Before Capcom announced that Monster Hunter: World was coming to PC, Dauntless would have been the only game in that genre on PC. Now, we have both games coming on PC sometime next year. The situation is unfortunate enough as it is if you happen to be rooting for the Dauntless team. For Dauntless to succeed against a titan like Monster Hunter, it is going to take a lot of work, but it is definitely possible.
Monster Hunter: World will, of course, be wildly successful on the PC despite the similarities between it and Dauntless. The game has far too much history and following to not be a big success, especially since this is Monster Hunter’s first foray into PC. Dauntless, being an entirely new IP, has a far more uncertain future. Dauntless might drown under the tidal wave of Monster Hunter, leaving the game adrift in that unfortunate zone of inactivity.
But the keyword there is might. There are aspects of Dauntless that just might let it compete with Monster Hunter: World. One such aspect is the simple fact that Dauntless promises to be free-to-play once it launches. There are microtransactions, but they are of the lesser intrusive variety (at least, that’s the vibe we’re getting right now). For the budget game, or anyone who might be willing to shell out full price for a grind game like Monster Hunter, free-to-pay can automatically put one game over the other.
I definitely fit in the budget gamer category. Especially for PC games, I’m rather used to the most expensive thing on my list being $30 CAD. So, when I see the $80 CAD price tag of Monster Hunter: World in comparison, it’s easy to have bias for significantly cheaper games. However, I am also pretentious when it comes to my indie games: the game has to be as top quality as it can be, or I’m out.
As such, though Dauntless’ lack of price tag may be very seductive, the quality has to come through as well. Luckily, Dauntless has just enough good quality to be on the road to great quality, and the animation looks incredible.
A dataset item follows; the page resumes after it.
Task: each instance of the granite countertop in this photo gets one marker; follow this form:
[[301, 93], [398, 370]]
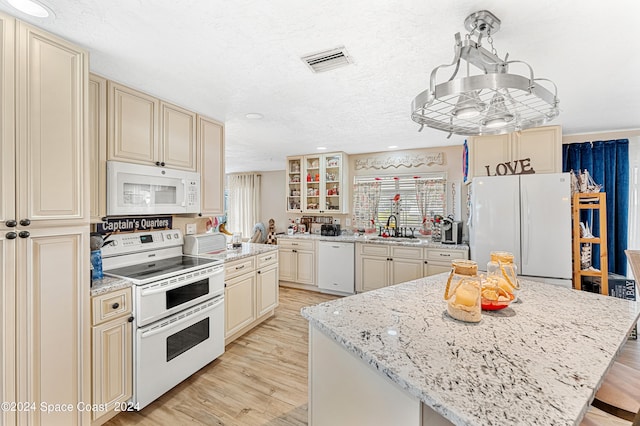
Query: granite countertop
[[108, 284], [538, 361], [374, 239], [247, 249]]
If you happen to have played Dauntless in the game’s current open beta, you may notice a few signature combat animations. The monster, after entering their second or third stage, will actually appear injured. The cuts grow numerous and the monster begins to limp and will often fumble their attacks. This is something that isn’t often thought of in a triple A game. Usually, monsters or bosses sway a bit before falling down, never signaling to the player what stage the monster’s health is at without the use of a health meter.
Needless to say, it feels good to have one’s action take effect, especially during combat. We’re all supposed to be mindless mercenaries out for the next coin a monster’s hide will bring, not hunters who realize they’re attacking something that feels pain.
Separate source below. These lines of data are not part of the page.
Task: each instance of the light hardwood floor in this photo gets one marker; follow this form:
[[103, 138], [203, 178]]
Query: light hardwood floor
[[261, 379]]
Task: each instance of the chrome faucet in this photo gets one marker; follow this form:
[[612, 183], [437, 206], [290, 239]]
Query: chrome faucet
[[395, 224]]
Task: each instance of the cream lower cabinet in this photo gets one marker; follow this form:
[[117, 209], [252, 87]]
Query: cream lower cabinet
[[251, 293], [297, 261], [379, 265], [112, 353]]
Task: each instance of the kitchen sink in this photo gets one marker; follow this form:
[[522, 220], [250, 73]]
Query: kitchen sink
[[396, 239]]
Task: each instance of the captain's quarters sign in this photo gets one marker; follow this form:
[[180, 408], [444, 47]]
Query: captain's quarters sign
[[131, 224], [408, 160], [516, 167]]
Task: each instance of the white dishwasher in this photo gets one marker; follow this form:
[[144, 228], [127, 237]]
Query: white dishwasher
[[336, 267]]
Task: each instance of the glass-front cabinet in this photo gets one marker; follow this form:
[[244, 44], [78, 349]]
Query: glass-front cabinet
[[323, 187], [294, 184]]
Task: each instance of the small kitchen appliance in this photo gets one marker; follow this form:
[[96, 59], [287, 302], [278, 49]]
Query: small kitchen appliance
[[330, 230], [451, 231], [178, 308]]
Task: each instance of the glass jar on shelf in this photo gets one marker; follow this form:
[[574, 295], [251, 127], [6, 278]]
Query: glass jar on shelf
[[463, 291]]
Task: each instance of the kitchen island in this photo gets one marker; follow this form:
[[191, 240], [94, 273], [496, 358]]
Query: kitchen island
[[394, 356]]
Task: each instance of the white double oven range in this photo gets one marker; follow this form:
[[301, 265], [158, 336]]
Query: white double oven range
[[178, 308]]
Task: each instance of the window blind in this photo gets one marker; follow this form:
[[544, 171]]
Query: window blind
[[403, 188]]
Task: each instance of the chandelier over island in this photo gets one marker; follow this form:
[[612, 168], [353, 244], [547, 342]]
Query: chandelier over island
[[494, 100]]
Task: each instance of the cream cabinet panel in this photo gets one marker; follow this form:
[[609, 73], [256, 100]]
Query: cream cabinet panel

Another plus one for Dauntless is its indie status. This normally guarantees a deep dedication from the developers to constantly improve their game. The developers clearly understand how important it is to keep players coming back to a primarily online game. The Dauntless devs have a thorough update schedule, as can be seen by the most recent update. The latter was a particularly detailed one that addressed quite a few of the problems with gameplay (including a few walking glitches in the hub).
The Dauntless devs are listening to fans who are playing the betas and are constantly reexamining their own game’s problems. It is a far more healthy environment for such a hunter game than Capcom will ever manage with their games. Dauntless has a great basis of potential to build and explore gameplay elements that Capcom simply doesn’t have the capabilities to.
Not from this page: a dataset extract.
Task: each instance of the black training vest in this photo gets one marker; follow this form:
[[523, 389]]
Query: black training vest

Capcom is relying completely on making the same game with slightly different monsters, weapons, and porting it to whatever consoles are the most popular. They know they will sell Monster Hunter without much effort because of all that aforementioned history and fan base; in contrast, Dauntless has to earn a fanbase from scratch by, hopefully, being better and competitive. The key here is for Dauntless to truly realize its own potential.
I’m not saying Dauntless will in anyway outpace Monster Hunter: World — Capcom is too big for an indie game to dare outshine a game of theirs. However, it is significantly cheaper and more readily available online play. Also, playing online multiplayer on PC does not require a subscription (unlike every other gaming platforms). I think that counts a lot for a budget gamer who might be looking for the same experience at a lower cost.
Otherwise, the gameplay potential of Dauntless is there. The animation and graphics look great and could easily be expanded to look absolutely amazing. Even the world of Dauntless has the potential to be better built than Monster Hunter: World, something that could feel very open and require less loading screens.
Most importantly, Dauntless has constant updates and builds exponentially on that potential with every tweak, something Capcom would never bother doing. Nevermind that Capcom would be more likely to update Monster Hunter: World to include microtransactions than any updates to gameplay or free content. As such, Dauntless is Monster Hunter Lite, the more cost-effective option and possesses far more potential towards growth. That is if Dauntless realizes its full potential.